Passer aux 32 heures, ce serait bon pour les politiques familiales ? Réponse d’Alain Giagomel, administrateur à la CAF de Toulouse et administrateur à la CNAF en tant que chef de file pour la CGT.
Les 35 heures ont-elles eu un impact sur les politiques familiales ?
À partir du temps où tu passes moins de temps avec ton employeur, tu passes plus de temps avec ta famille, au sens élargi. Si tu vis dans un contexte familial avec une compagne, des enfants, tu dégages du temps pour être plus souvent avec eux, à condition qu’ils le peuvent. Tu t’ouvres beaucoup plus sur la vie citoyenne, à condition que tu veuilles le faire. Avoir plus de temps fait que ta relation conjugale est améliorée. Tout ce qui peut se faire dans la petite enfance, avec l’adulte, de manière sociable, c’est un bénéfice assuré. Quand on s’occupe de ses enfants entre 0 et 3 ans, on a un bénéfice certain pour leur insertion, leur épanouissement.

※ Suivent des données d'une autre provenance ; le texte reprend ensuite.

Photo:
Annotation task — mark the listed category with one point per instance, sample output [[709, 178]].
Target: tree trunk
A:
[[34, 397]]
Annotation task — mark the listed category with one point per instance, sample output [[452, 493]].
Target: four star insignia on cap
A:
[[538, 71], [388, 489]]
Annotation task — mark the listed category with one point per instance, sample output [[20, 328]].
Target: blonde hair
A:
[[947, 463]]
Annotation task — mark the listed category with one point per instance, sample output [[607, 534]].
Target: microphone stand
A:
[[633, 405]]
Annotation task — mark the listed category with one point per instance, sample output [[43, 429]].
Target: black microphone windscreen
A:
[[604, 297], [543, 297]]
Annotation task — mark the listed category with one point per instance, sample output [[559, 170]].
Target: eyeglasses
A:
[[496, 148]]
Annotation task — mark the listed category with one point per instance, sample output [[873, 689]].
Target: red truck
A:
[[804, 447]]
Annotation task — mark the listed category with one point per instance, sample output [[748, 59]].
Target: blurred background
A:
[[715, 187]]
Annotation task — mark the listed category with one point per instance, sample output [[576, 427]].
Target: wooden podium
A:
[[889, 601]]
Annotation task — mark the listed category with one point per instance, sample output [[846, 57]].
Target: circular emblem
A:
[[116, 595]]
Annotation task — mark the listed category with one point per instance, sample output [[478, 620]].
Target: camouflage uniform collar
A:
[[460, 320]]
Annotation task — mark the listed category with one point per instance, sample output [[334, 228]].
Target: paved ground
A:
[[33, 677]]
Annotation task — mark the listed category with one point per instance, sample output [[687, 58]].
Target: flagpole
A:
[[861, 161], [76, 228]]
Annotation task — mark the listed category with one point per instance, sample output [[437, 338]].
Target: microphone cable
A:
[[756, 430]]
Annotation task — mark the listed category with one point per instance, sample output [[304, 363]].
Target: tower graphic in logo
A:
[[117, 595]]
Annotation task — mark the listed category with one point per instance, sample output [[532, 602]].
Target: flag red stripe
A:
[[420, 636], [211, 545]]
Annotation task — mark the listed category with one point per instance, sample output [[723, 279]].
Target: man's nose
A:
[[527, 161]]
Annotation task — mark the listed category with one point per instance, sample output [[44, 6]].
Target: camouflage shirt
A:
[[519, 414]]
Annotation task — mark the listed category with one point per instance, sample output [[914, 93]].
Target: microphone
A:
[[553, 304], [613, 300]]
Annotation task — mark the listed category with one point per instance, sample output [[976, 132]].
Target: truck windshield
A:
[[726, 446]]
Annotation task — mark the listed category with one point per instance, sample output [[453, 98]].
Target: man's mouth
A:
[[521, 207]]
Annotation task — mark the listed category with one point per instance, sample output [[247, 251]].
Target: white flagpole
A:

Lors du passage aux 35 heures, les politiques familiales se sont-elles réformées ?
C’est à ce moment que l’on a commencé à parler de conciliation entre vie professionnelle et vie familiale. Au cœur des politiques familiales, on a commencé à faire en sorte que les femmes soient mieux intégrées dans le monde du travail et qu’elles y prennent des responsabilités. Quand on est passé aux 35 heures, on a mis en place au niveau des caisse d’allocation familiale et de la CNAF un service d’accueil de la petite enfance beaucoup plus complet, on a mis le paquet là-dessus pour que les femmes aillent travailler et fassent garder leurs enfants avec un service de qualité. La grosse majorité des parents privilégie l’accueil collectif car c’est ce qu’il y a de mieux pour les enfants. Cela a permis à beaucoup de femmes de se libérer et d’intégrer le monde du travail. Cela a permis aux parents d’être plus libérés dans leur travail. Ils savaient que leur gamin étaient accueillis dans une structure de qualité. Les 35 heures ont eu un effet positif à ce niveau là.
Et penses-tu qu’une nouvelle réduction du temps de travail à 32 heures puisse avoir encore une fois une influence positive sur les politiques familiales ?
Cela fait trois heures de moins par semaine, cela peut être rapporté sur une tranche choisie, je pense au mercredi ou au samedi par exemple, cela peut faire pratiquement une journée de travail et ça c’est du temps que l’on va consacrer à l’écoute de son compagnon, de sa famille et des autres en général. Si l’on rapporte cela à la famille cela peut avoir une influence positive sur le temps consacré au devoir, mais aussi sur le jeu. Une demi-heure à jouer en plus chaque soir avec ses enfants ça peut être très bénéfique. Les parents pourront être plus sensibles aux activité culturelles, sportives, ne fut-ce qu’une demi-heure de plus chaque jour. L’éducation des enfants ne peut pas être qu’un domaine réservé aux parents, il faut être dans la co-éducation avec l’école, les centres de loisir, les gens qui s’occupent des enfants en général.
Si demain l’on passait aux 32 heures, quelle serait la réforme à prendre dans le domaine des politiques familiales ?
Mettre en place un service de la petite enfance pour que chaque enfant de 0 à 3 ans puisse avoir sa place. Que ce soit la commune, la communauté de commune, le conseil général, peu importe, il faut qu’il y ait une compétence générale pour l’accueil de la petite enfance. Chaque enfant doit être accueilli dans le cadre du service public. Les parents pourraient jouir de temps pour eux, ou être plus sereins dans leur rôle de salarié ou de travailleur. Les politiques familiales doivent évoluer. Le gouvernement a mis en place des rythmes éducatifs mais sans y mettre les moyens. L’idée des rythmes éducatifs, c’est une belle idée, mais il faut y mettre les moyens. Trop souvent, les rythmes éducatifs se réduisent à de la garderie, et c’est raté. Avec les 32 heures, certains parents pourraient donner deux ou trois heures pour s’occuper d’un atelier à destination de l’ensemble des enfants d’une commune. Dernier point, la jeunesse. On pourrait envisager des actions du soutien à la jeunesse. Les jeunes sont des sources d’initiative énorme. Mais on n’a pas les moyens financiers, humains. Les 32 heures pourraient permettre de redonner un peu de peps à tout cela, pour une jeunesse qui est sacrifiée. On éviterait ainsi ce débat nauséabond autour de la radicalisation. C’est la jeunesse qui dans les années à venir sera la force de notre pays.